İşte, bu hitap biçimlerinden birkaç küçük örnek:
‘Köstebek kılıklı herif! Hain!’
SULTAN İBRAHİM (1645):
‘‘Bre karpuz kıyafetli pezevenk!..’’ (Hükümdarın, şişmanlığıyla meşhur sadrazamı Semin Mehmed Paşa'ya kızgın olduğu günlerde yazdığı mektuplarda kullandığı hitap şekli).
SULTAN ABDÜLMECİD: (1850'ler):
‘‘Köstebek kılıklı herif! Hain! Sen devletine de, dinine de, padişahına da hainsin; üstelik kaatilsin. Bu işlere hep sen sebep oldun’’ (Kızı Fatma Sultan'ın piyasaya binlerce altın borç yaptığını öğrenmesi üzerine, kızının kocası olan damadı Ali Galip Paşa'yı huzurundan kovarken söyledikleri).
SADRAZAM AHMED VEFİK PAŞA (1882):
‘‘Kalk, s...tir git kerata!

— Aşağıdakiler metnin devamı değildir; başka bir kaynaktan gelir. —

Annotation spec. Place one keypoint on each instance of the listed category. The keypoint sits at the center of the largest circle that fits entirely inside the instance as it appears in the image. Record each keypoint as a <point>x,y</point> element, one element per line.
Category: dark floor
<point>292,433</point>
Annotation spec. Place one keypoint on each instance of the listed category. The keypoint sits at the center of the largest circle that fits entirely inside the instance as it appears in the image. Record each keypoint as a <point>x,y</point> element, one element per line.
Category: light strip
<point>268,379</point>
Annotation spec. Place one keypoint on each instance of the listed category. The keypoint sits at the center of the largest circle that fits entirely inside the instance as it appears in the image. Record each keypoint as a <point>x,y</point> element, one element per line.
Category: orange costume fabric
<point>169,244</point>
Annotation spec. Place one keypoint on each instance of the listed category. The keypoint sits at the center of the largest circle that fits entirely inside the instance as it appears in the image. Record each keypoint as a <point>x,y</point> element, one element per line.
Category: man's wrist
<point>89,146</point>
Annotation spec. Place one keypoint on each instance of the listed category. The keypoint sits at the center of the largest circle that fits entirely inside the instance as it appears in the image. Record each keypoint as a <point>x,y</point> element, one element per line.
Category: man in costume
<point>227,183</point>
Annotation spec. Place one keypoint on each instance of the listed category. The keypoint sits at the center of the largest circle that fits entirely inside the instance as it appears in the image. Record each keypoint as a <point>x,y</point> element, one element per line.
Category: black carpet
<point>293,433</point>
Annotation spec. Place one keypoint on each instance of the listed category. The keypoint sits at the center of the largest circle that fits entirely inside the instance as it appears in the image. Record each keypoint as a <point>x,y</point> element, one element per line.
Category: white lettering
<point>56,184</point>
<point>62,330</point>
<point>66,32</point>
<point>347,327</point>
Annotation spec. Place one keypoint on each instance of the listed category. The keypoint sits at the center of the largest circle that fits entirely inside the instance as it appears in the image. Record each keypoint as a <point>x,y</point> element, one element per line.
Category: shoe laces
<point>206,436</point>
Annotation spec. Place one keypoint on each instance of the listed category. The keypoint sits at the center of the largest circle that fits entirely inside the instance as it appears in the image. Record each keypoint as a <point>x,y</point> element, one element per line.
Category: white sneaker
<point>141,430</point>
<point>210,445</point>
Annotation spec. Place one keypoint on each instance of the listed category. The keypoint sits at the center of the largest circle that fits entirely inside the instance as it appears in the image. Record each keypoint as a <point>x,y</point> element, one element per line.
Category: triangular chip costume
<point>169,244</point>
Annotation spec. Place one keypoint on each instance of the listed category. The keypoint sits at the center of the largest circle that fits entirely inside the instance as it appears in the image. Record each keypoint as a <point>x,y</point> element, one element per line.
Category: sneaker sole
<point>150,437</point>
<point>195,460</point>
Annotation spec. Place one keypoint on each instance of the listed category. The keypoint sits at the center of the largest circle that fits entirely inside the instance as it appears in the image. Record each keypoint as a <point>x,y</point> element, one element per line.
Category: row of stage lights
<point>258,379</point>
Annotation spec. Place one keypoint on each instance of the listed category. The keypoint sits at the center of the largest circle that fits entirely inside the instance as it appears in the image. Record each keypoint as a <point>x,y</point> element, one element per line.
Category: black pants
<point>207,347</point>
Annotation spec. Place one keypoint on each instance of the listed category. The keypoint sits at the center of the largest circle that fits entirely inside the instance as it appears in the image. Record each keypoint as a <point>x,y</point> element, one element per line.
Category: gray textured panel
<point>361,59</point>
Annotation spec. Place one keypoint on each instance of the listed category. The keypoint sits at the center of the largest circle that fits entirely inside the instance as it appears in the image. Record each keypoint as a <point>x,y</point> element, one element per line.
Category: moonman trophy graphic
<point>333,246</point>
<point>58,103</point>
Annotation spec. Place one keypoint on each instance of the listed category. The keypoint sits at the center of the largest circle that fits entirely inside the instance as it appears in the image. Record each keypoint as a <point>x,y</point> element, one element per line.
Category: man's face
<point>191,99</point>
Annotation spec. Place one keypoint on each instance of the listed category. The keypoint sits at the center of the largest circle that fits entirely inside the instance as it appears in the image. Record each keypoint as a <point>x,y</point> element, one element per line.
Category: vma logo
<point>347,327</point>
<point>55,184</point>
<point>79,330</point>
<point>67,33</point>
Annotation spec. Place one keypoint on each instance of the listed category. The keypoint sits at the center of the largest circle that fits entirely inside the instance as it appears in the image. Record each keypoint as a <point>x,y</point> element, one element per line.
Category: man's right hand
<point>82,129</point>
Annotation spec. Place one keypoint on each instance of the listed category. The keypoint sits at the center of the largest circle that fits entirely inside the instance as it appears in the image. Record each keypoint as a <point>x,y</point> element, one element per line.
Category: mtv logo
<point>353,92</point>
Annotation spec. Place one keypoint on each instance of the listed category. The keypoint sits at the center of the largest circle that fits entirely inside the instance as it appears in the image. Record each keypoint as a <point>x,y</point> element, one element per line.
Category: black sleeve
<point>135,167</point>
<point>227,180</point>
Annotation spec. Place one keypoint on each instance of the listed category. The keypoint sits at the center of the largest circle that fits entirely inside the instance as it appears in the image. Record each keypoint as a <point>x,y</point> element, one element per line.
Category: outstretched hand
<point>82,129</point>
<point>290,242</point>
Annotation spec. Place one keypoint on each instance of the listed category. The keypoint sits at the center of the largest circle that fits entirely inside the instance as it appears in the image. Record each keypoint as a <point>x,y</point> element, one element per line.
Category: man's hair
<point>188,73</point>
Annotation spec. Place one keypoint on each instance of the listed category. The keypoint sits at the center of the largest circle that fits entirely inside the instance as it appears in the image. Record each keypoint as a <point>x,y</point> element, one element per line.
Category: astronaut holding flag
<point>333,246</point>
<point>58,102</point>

Namussuzlardan şikáyet etmek bizim gibi namusluların hakkıdır. Senin gibi rezillerin şikáyete hakkı yoktur’’ (Kendisine yaranmak için başkalarını çekiştiren bir misafirini yalısından kovarken söyledikleri).
SADRAZAM REŞİD PAŞA (1840'larda):
‘‘Bu herif cıvık sabuna benzer. Onunla ne el yıkanır, ne de çamaşıra gelir’’ (Sonraki senelerde sadrazamlığa getirilecek ve ‘‘Nedimof’’ diye anılacak olan Mahmud Nedim Paşa'dan bahsederken).
ŞAİR-KADI VEHBİ (1790):
‘‘Babanı belki anan kahpe dahi bilmez idi’’ (Asıl mesleği kadılık olan şairin, Zağra'da görev yaparken azledilmesinden hemen sonra yerine gelen yeni kadı tarafından hapse atılması üzerine halefini hicvetmek için yazdığı şiirden).
YUSUF KÁMİL PAŞA (30 Mayıs 1876):
‘‘Paşa hazretleri, iyi bok yediniz!..’’ (Sultan Abdüláziz'in tahttan indirilip yerine Beşinci Murad'ın çıkartıldığını öğrendiği zaman, hükümdarı devirenlerden Sadrazam Rüştü Paşa'ya söylediği söz).
SULTAN ABDÜLMECİD (1840'ların sonunda):
‘‘Şu eşşek herife bak! İki hükümdarın birbirine verdiği nişanın kıymeti ölçülür mü? Bunların verilmesinin maksadı hükümdarların birbirlerine gösterdikleri karşılıklı saygıdır’’ (Zamanın Savunma Bakanı Rıza Paşa'nın, Rus Çarı tarafından Abdülmecid'e yollanan Saint Andre nişanını ‘‘Pek birşey değilmiş, sadece altınmış’’ diye küçümsemesi üzerine).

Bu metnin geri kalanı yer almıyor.